4. Bentuk Ujian Kelulusan


     Nah, ini dia salah satu hal lagi yang sangat penting dalam sekolah. Untuk setiap tingkatan dalam sekolah, baik itu SD, SMP, atau pun SMA, pasti pada akhirnya akan ada ujian kelulusan yang harus diikuti oleh para siswa. Bila mereka lulus,mereka akan lanjut ke tingkat berikutnya, dari SD ke SMP, dari SMP ke SMA, dan yang SMA akan lulus dari sekolah dan masuk ke jenjang Universitas. 

     Maka dari itu, pastinya bentuk ujian kelulusan sangat penting dalam hal ini. Sudah selayaknya ujian kelulusan itu bersifat objektif dan mampu menilai tingkat kecerdasan siswa secara menyeluruh. Sayangnya, bentuk ujian di Indonesia rasanya masih jauh dari kata baik. Ya, masih jauh... 
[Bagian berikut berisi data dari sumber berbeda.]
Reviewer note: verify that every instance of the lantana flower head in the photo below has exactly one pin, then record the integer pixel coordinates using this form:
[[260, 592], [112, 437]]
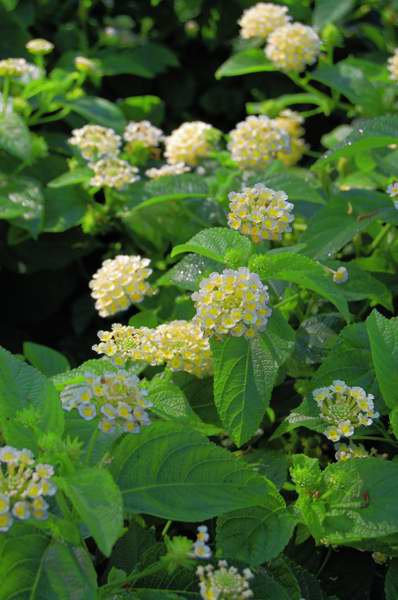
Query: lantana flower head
[[260, 20], [224, 583], [113, 172], [39, 46], [190, 143], [293, 47], [120, 282], [143, 132], [95, 141], [232, 303], [116, 397], [344, 408], [260, 213], [255, 141], [23, 485], [180, 345]]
     Penulis sendiri kecewa akan bentuk ujian ini. Kenapa? Karena selain pelaksanaannya yang kadang masih tak matang juga semrawut, seperti pada ujian nasional tingkat SMA pada tahun 2012/2013 ini, bentuk penilaiannya pun kurang objektif.

     Bisa dilihat bahwa hanya nilai akhir yang dilihat pada penentuan kelulusan ini, bukan proses ketika mereka belajar bersusah payah selama bertahun – tahun. Penulis pikir, sistem penilaian yang demikian kurang adil dan kurang objektif, karena bukankah proses lebih penting daripada hasil akhir? Ya, memang harus diakui bahwa proses dibuktikan dengan hasil akhir, namun bisa saja hasilnya kurang maksimal di akhir karena alasan lain, seperti alasan sakit, lupa belajar, atau hal lainnya. Bukankah akhirnya jadi tidak objektif ?

     Belum lagi adanya kemungkinan dari siswa yang menyontek hasil pekerjaan temannya dan kecurangan lain dari pihak – pihak yang kurang bertanggungjawab. Tak hanya itu, apakah pantas sebuah perjuangan selama bertahun – tahun hanya dinilai dari perjuangannya selama satu hari? Bila terus seperti ini, rasanya ujian kelulusan justru akan membuat tekanan batin bagi para siswa.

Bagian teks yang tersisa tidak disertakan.